Le film de Jorge Gutierrez rend ainsi hommage au Mexique et à ses coutumes festives. L’une d’elle se déroule lors de la Toussaint, la fête des Morts, et voit chaque famille se précipiter joyeusement dans les cimetières pour communier avec les âmes et le souvenir des défunts. En s’adressant aux spectateurs du monde entier, il a souhaité offrir une image originale de son pays natal, de ses habitants et de ses traditions telles les calaveras, ces têtes de morts décorées de fleurs et très colorées.
Basant tout son graphisme sur l’art mexicain, très chaleureux et chamarré, il nous offre une surenchère de décors sophistiqués et exubérants utilisant les codes des arts précolombiens, aztèques et mayas. En y ajoutant la 3D, il produit un monde visuellement bluffant. Renouant avec l’art local, il nous concocte des personnages tous représentés différemment, avec beaucoup d'invention, d'ornements et d'accessoires, créant ainsi un monde hybride et délirant. Si la plupart ont conservé la texture des poupées locales, majoritairement en bois, d’autres acquièrent celle de la pierre, aussi dure que leur cœur, de la gélatine qui fuit tout autant que leur honnêteté ou de la mousse comme ce bon vivant de Chandeleur, celui qui tient le compte des flammes d’existence, les chandelles allumées ou éteintes. La musique de Gustavo Santaolalla, s’ancrant dans le folklore des mariachis et foisonnant de modernisme, mérite aussi une écoute attentive. De plus, les acteurs prêtant leur voix aux irrésistibles chansons d'amour sont très bons.
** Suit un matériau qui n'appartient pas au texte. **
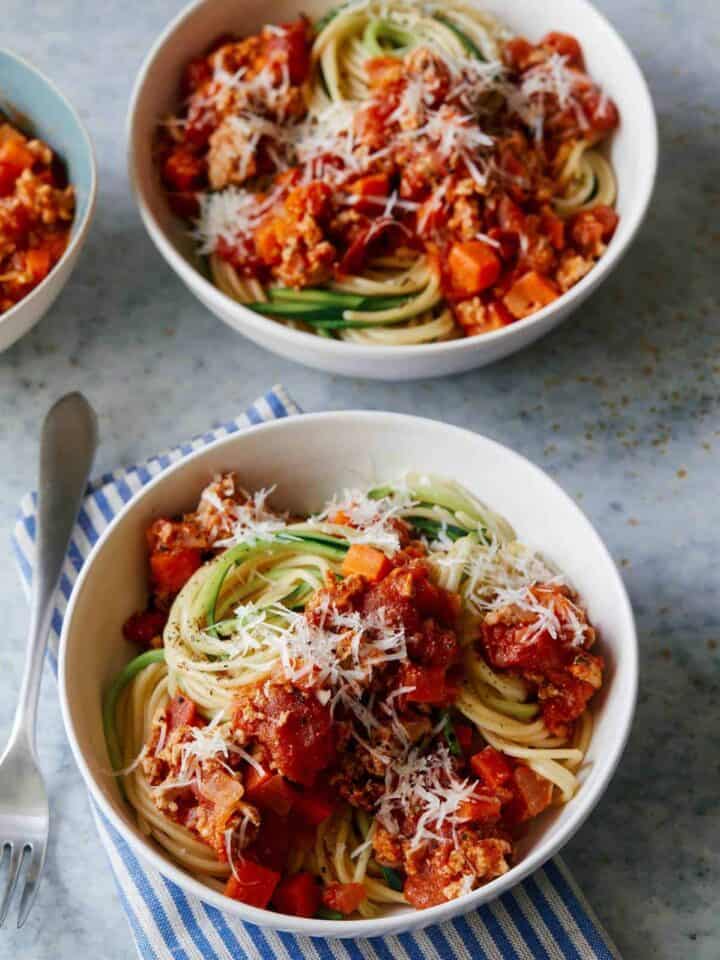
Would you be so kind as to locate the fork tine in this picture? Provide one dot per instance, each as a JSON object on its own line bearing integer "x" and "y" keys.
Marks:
{"x": 16, "y": 853}
{"x": 32, "y": 882}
La construction de ce film nous narre, un peu à la façon des "Tableaux" de Moussorgski, avec un préambule suivi de différents chapitres ponctués de retour de retour au musée, une légende dans l’histoire. Quoique ? A-t-on véritablement quitté la légende ? En est-ce une ? Comme toutes les légendes, ce récit balaie toutes les attitudes humaines dans un but didactique. Le Bien doit triompher, la fin doit être apaisée. Mais que de détails à examiner. Qu’en est-il de l’amitié quand la jalousie vient écorner l’amour ?, quand le devoir, la raison ou l’obéissance aux prétentions familiales viennent dire leur mot ? Manolo, tiraillé entre les espoirs de sa famille et les élans de son cœur, mis au défi par les dieux, devra partir au-delà des mondes et affronter ses plus grandes peurs afin de conquérir le cœur de sa bien-aimée. Il devra vaincre le machisme si répandu, la sournoiserie d’un dieu malveillant… Au cours de sa terrible odyssée, il côtoiera la forfanterie de ceux qui ont du courage en ne prenant pas de risques, la muflerie de ceux qui considèrent que la galanterie se résume à un sifflet admiratif. Il y trouvera le réconfort du respect des anciens, la difficulté de vouloir être libre dans ses choix de vie. Que de belles leçons si bien décrites. Un peu comme Orphée, Manolo va user de son astuce, de son courage et de son chant pour apaiser les enfers et vaincre les obstacles qui se dressent devant lui.
Dans cet univers riche et créatif, cette histoire, ironique parfois, malicieuse souvent, pleine de finesse, nous emmène de l’autre côté de notre miroir, pour y scruter d’intéressantes figures humaines, caricatures truculentes mais combien réelles.